Camileri, çarşısı, mahalleleri, sokakları, tarihi evleri ile geçmişin hikayelerini günümüze taşıyan özgün bir Anadolu kenti olan Safranbolu 1994 yılında kültürel niteliği ile UNESCO Dünya Miras Listesi’ne dahil edilmiş. Kent, Dünya Miras Listesinde Çukur, Kıranköy ve Bağlar olmak üzere 3 bölüm halinde temsil ediliyor.

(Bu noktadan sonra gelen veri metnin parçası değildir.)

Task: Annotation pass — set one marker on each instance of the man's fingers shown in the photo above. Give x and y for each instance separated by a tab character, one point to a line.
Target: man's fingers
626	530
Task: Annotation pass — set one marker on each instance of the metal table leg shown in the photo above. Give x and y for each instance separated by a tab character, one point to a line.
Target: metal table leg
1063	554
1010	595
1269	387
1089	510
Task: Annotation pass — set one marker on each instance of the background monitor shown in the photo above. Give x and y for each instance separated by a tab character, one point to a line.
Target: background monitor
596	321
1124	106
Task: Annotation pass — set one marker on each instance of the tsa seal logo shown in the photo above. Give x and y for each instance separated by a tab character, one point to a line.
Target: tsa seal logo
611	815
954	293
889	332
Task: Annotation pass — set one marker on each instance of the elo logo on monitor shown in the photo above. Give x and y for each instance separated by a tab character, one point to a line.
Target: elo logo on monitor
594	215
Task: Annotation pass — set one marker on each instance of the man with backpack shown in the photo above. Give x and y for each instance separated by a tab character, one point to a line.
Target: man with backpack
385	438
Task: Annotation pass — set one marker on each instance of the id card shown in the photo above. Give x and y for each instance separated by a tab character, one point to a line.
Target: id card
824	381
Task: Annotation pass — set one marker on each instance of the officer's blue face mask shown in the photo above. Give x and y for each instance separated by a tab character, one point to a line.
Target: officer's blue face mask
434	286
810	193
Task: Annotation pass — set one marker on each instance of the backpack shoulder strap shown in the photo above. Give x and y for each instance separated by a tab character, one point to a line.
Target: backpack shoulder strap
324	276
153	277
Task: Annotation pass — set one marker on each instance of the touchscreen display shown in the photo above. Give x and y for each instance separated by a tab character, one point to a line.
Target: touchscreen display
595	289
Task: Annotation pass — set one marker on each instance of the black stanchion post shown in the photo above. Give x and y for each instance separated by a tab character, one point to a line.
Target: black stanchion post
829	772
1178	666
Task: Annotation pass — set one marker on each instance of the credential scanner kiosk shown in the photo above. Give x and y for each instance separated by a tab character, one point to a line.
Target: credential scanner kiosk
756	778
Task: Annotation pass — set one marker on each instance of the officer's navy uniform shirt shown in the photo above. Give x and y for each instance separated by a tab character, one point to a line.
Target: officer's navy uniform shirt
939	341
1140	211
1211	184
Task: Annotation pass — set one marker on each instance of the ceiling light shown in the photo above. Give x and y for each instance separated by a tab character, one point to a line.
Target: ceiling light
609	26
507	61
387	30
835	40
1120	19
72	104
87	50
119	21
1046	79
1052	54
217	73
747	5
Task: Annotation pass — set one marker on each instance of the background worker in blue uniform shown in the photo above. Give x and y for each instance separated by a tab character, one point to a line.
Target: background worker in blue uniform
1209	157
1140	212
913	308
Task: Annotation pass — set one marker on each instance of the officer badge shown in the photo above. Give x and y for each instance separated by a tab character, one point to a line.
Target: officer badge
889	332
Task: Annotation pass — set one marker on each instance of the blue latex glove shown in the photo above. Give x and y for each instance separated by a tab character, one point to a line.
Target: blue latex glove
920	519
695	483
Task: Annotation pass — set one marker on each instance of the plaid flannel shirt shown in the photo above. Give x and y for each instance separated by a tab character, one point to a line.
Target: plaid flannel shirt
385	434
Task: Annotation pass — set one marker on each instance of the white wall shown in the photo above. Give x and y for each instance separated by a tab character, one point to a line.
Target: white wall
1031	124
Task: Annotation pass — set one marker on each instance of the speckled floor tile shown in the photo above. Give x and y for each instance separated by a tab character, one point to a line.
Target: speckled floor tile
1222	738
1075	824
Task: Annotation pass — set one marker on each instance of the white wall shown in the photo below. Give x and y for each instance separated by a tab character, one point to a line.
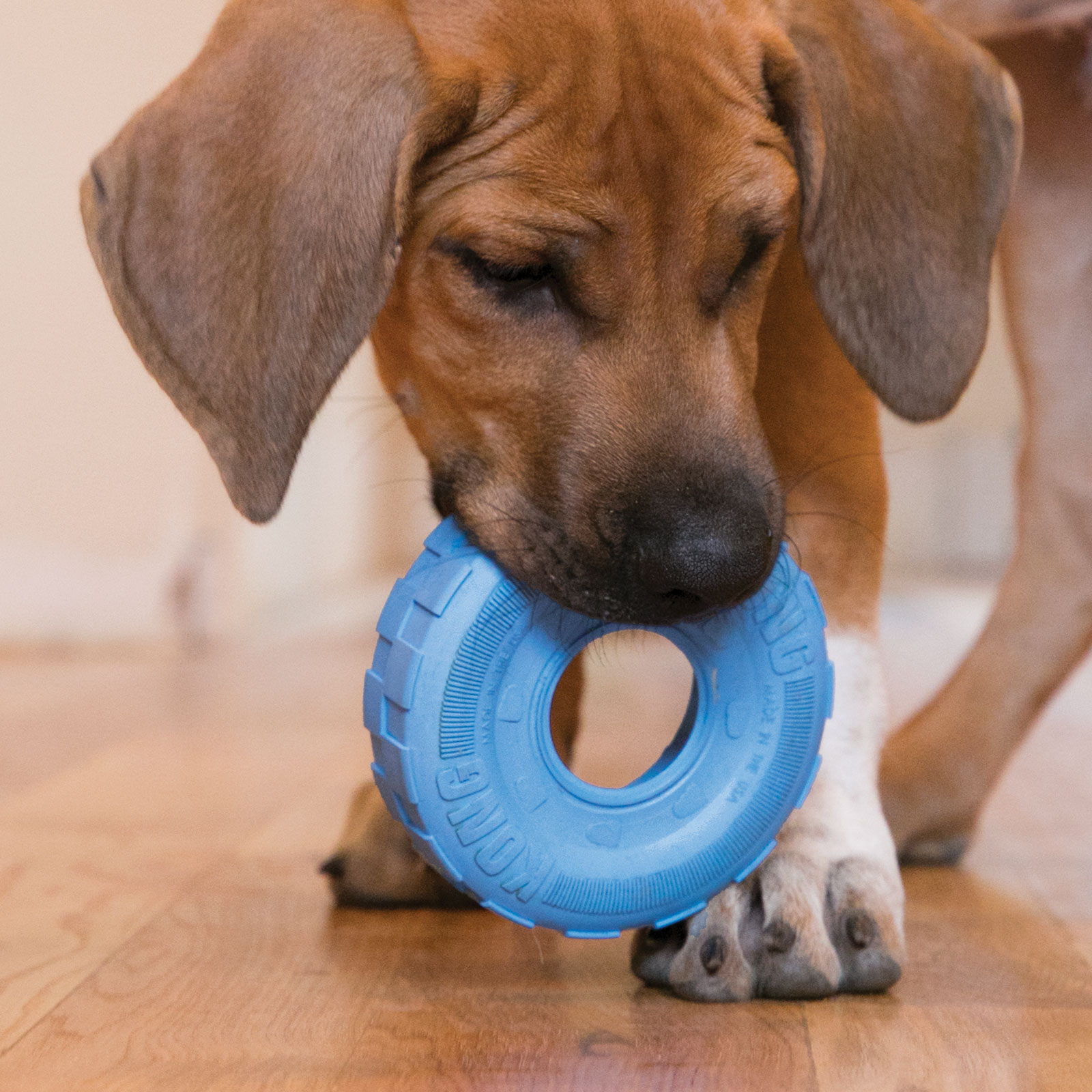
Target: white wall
113	521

Bilinen tarihi MÖ 3000 yıllarına kadar giden Safranbolu sırası ile Hititler, Frigler, Lidyalılar, Persler, Helenistik Krallıklar, Romalılar, Selçuklular, Çobanoğulları, Candaroğulları ve Osmanlılar’ın egemenlik kurdukları bir bölgede yer alıyor. Bugünkü yapısını 17. ve 18. yüzyıllarda kazanan benzerlerinin aksine korunabilen birkaç önemli yerden biri olan Safranbolu, Türk şehir yapısına uygun olarak, zamana ve ihtiyaca bağlı gelişen, birbirine eklenerek büyüyen ve doğaya uyum sağlayıp onu koruyan niteliği ile dikkat çekiyor.

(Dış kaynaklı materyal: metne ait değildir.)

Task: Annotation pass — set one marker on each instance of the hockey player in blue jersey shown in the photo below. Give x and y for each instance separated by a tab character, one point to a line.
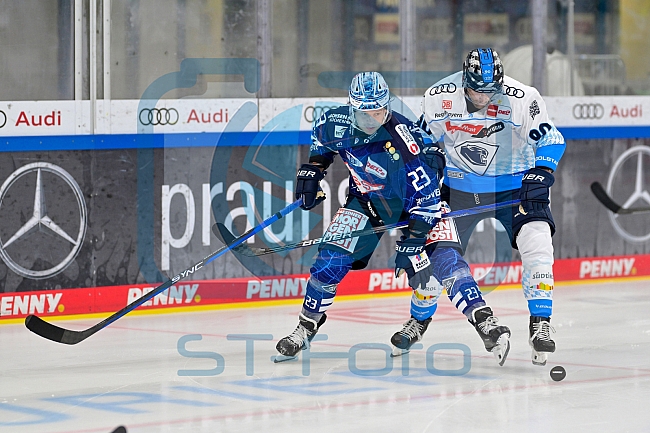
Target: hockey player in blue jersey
495	142
389	182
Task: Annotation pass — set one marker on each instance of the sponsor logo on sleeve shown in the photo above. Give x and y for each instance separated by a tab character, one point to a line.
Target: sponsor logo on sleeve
411	144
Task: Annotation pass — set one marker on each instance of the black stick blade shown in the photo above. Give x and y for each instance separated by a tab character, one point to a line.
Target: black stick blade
227	237
52	332
610	204
604	198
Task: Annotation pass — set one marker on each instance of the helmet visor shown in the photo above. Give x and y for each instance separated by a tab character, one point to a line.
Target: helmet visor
369	121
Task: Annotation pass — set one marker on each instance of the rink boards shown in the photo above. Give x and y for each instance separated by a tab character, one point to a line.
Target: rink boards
139	197
240	292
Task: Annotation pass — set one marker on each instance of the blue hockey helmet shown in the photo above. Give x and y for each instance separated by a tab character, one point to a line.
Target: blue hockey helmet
369	91
483	71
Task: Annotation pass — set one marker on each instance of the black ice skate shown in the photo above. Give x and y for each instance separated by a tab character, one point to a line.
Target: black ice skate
540	339
496	338
299	339
410	334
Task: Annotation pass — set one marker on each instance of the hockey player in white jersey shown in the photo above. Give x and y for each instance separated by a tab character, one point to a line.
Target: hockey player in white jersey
497	142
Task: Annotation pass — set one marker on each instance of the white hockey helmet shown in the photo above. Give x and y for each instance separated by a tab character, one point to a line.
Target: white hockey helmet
483	71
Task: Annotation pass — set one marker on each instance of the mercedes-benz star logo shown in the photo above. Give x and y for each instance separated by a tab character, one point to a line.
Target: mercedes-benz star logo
40	221
640	192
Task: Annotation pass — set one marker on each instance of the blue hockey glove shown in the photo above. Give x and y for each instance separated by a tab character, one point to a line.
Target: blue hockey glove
308	186
535	190
412	258
434	156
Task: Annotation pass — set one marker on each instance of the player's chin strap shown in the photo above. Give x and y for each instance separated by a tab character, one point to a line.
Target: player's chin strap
227	236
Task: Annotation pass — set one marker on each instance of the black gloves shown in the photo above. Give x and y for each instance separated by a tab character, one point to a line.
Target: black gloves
535	190
308	186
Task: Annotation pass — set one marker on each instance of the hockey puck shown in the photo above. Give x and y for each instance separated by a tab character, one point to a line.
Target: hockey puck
558	373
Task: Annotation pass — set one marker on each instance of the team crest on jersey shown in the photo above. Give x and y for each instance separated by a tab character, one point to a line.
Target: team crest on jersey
373	168
411	144
476	155
363	185
339	131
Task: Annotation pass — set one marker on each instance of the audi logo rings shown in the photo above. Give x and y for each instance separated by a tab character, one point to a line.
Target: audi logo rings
588	111
513	91
443	88
312	113
158	116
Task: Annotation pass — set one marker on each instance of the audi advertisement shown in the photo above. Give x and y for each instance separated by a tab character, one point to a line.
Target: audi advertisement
118	215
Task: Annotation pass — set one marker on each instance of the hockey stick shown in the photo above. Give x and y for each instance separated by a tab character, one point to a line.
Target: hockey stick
220	230
610	204
66	336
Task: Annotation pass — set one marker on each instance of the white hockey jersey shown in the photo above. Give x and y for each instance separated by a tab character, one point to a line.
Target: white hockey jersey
490	150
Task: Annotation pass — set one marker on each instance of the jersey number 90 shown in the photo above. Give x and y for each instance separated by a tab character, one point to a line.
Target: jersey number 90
420	178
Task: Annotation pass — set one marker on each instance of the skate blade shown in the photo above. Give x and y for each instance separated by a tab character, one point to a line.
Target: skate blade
399	352
502	349
283	358
539	358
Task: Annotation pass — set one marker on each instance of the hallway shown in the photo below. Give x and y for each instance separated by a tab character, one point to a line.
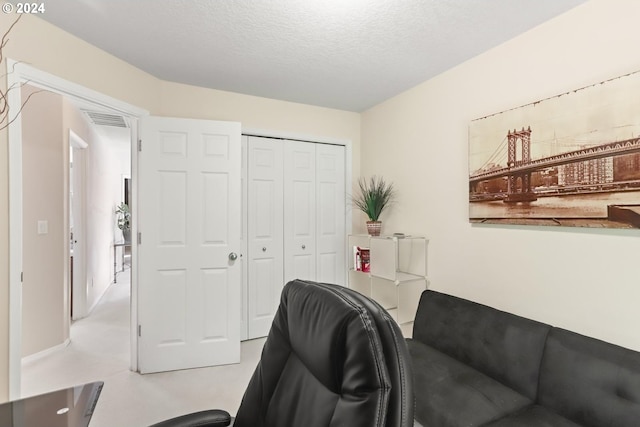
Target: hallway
99	351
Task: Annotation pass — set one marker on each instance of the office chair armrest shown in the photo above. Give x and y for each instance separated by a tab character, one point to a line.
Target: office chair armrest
210	418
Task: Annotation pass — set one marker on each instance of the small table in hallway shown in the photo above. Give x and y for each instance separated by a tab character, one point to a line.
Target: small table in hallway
124	246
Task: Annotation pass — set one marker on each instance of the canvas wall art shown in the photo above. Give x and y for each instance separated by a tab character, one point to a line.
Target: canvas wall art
570	160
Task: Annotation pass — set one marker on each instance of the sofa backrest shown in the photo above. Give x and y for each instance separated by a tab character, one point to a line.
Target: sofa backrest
506	347
591	382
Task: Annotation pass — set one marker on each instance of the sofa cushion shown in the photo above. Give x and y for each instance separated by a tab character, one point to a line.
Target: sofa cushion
504	346
589	381
451	394
533	416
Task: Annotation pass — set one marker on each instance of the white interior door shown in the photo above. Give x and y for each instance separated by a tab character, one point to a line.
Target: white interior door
77	180
299	210
264	230
189	224
331	214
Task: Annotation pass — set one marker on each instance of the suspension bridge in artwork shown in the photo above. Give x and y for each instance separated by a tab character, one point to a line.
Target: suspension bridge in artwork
520	167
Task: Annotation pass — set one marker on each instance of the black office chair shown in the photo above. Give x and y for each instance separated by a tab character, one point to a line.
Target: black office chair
332	358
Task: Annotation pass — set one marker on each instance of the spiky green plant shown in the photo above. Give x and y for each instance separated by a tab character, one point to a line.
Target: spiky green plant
375	194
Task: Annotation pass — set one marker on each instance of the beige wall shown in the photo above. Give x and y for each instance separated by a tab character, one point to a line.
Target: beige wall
584	280
49	49
43	290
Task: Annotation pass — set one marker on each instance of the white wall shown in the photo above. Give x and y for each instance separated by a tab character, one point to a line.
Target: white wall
580	279
45	260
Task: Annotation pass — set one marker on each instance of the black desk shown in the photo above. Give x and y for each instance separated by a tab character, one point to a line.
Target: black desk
71	407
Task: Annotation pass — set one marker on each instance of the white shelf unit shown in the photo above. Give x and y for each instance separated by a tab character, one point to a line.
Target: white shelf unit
398	272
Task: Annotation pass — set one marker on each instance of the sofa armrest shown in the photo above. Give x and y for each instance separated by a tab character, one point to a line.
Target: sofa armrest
210	418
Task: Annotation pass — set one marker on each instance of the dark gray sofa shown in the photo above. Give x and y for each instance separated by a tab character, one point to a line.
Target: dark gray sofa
474	365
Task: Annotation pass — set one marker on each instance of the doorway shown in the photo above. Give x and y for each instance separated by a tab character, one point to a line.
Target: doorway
25	74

Safranbolu, 1950'lerde Anadolu'da gerçekleşen modern şehirleşmeden fazla etkilenmemiş. Bu nedenle kent kültürünü en özgün biçimde açığa çıkaran “Safranbolu Evleri” mimari gelenekleri ile iyi korunmuş... Türk kent kültürünün günümüzde yaşamaya devam eden en önemli yapı taşları ve geleneksel Türk konut mimarisinin en iyi temsilcilerinden olan Safranbolu Evleri’nden 2.000 adet bulunuyor. Evler, Türklerin yaşam gereklerini tüm yönleriyle karşılamak üzere gelenek ve göreneklerden ödün vermeden mekânsal zenginlikler öne çıkarılarak oluşturulmuş, doğaya ve komşuya saygı geleneği ile şekillenmiş.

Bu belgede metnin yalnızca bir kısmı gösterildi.